9. Cost Monitoring & Alerts
Metrics to track for financial health:
| Metric | Alert threshold | Action |
|---|---|---|
| LLM cost per task (by skill) | >2× baseline for that skill | Investigate — model routing may be wrong, or agent is looping |
| LLM cost per tenant per day | >daily budget (tenant-specific) | Hard stop (existing budget enforcement) |
| Infrastructure cost per tenant | >120% of tier allocation | Review tenant's agent count and task frequency |
| External API cost per month | >budget | Review API plan, negotiate enterprise tier |
| Gross margin per tenant | <50% | Flag for pricing review or optimization push |
| BYOK vs Speedrun-key ratio | <30% BYOK | Push BYOK adoption — margins are too thin on Speedrun keys |
10. Key Takeaways
- LLM tokens are 60-80% of variable cost. Every optimization dollar should go here first.

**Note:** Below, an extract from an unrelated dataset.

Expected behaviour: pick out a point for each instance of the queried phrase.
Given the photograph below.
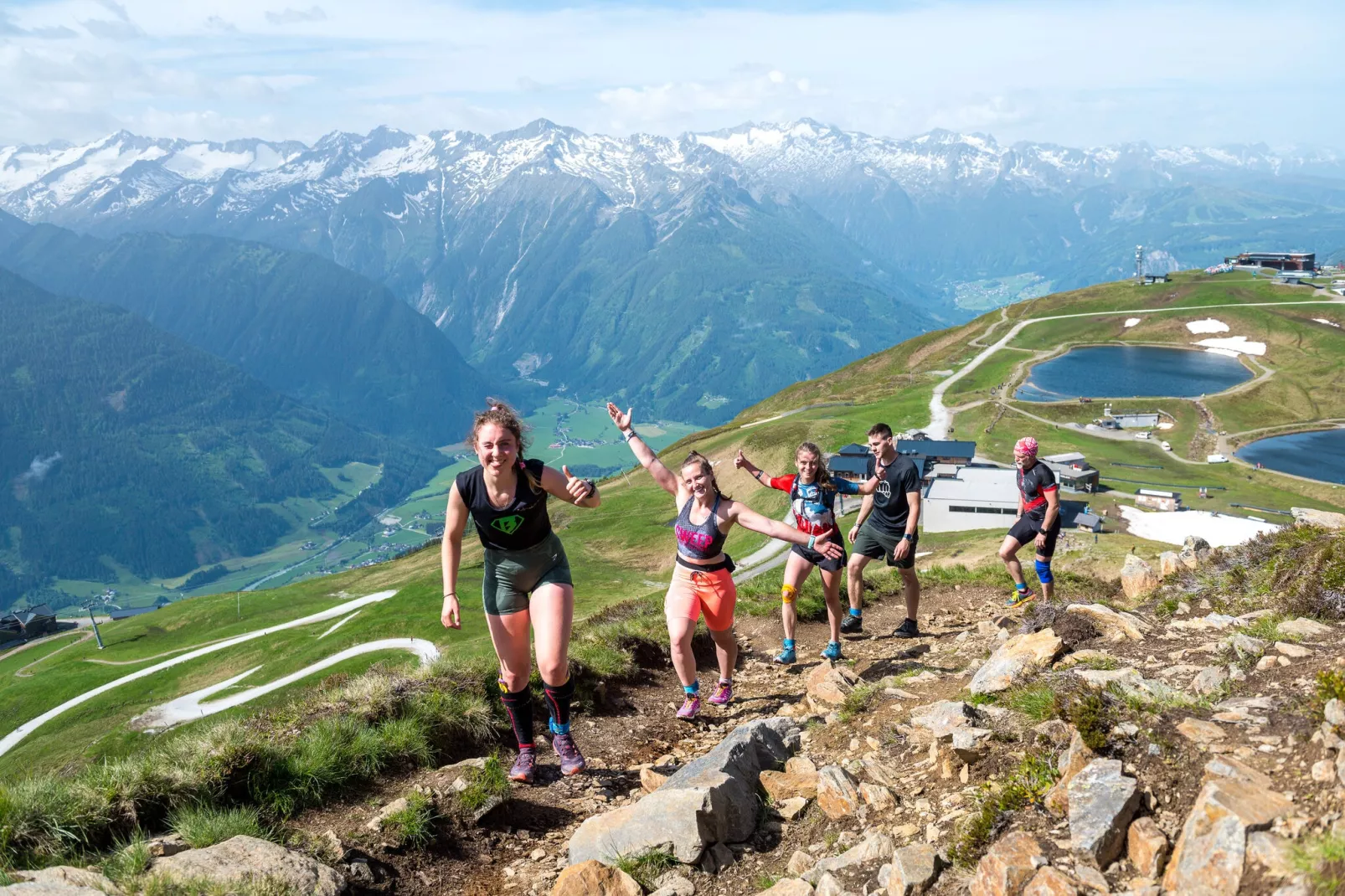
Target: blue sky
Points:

- Most tasks cost $0.02-$0.17 fully loaded. This is cheap enough for high-volume automation.
- BYOK clients are dramatically more profitable. Push BYOK as default, Speedrun keys as premium.
- Shared cells are cost-effective up to ~20 tenants. Infrastructure cost per tenant drops below $25.
- Model selection optimization is the single highest-impact lever. Routing tasks to the cheapest adequate model can cut LLM costs 40-50%.
- Embedding costs are negligible. Don't optimize here.
- Target gross margin of 65-80% is achievable at all tiers with BYOK. Speedrun-key clients need higher pricing.
- Cost scales with usage, not ahead of it. The variable-heavy cost structure means costs grow proportionally with revenue — no cliff edges.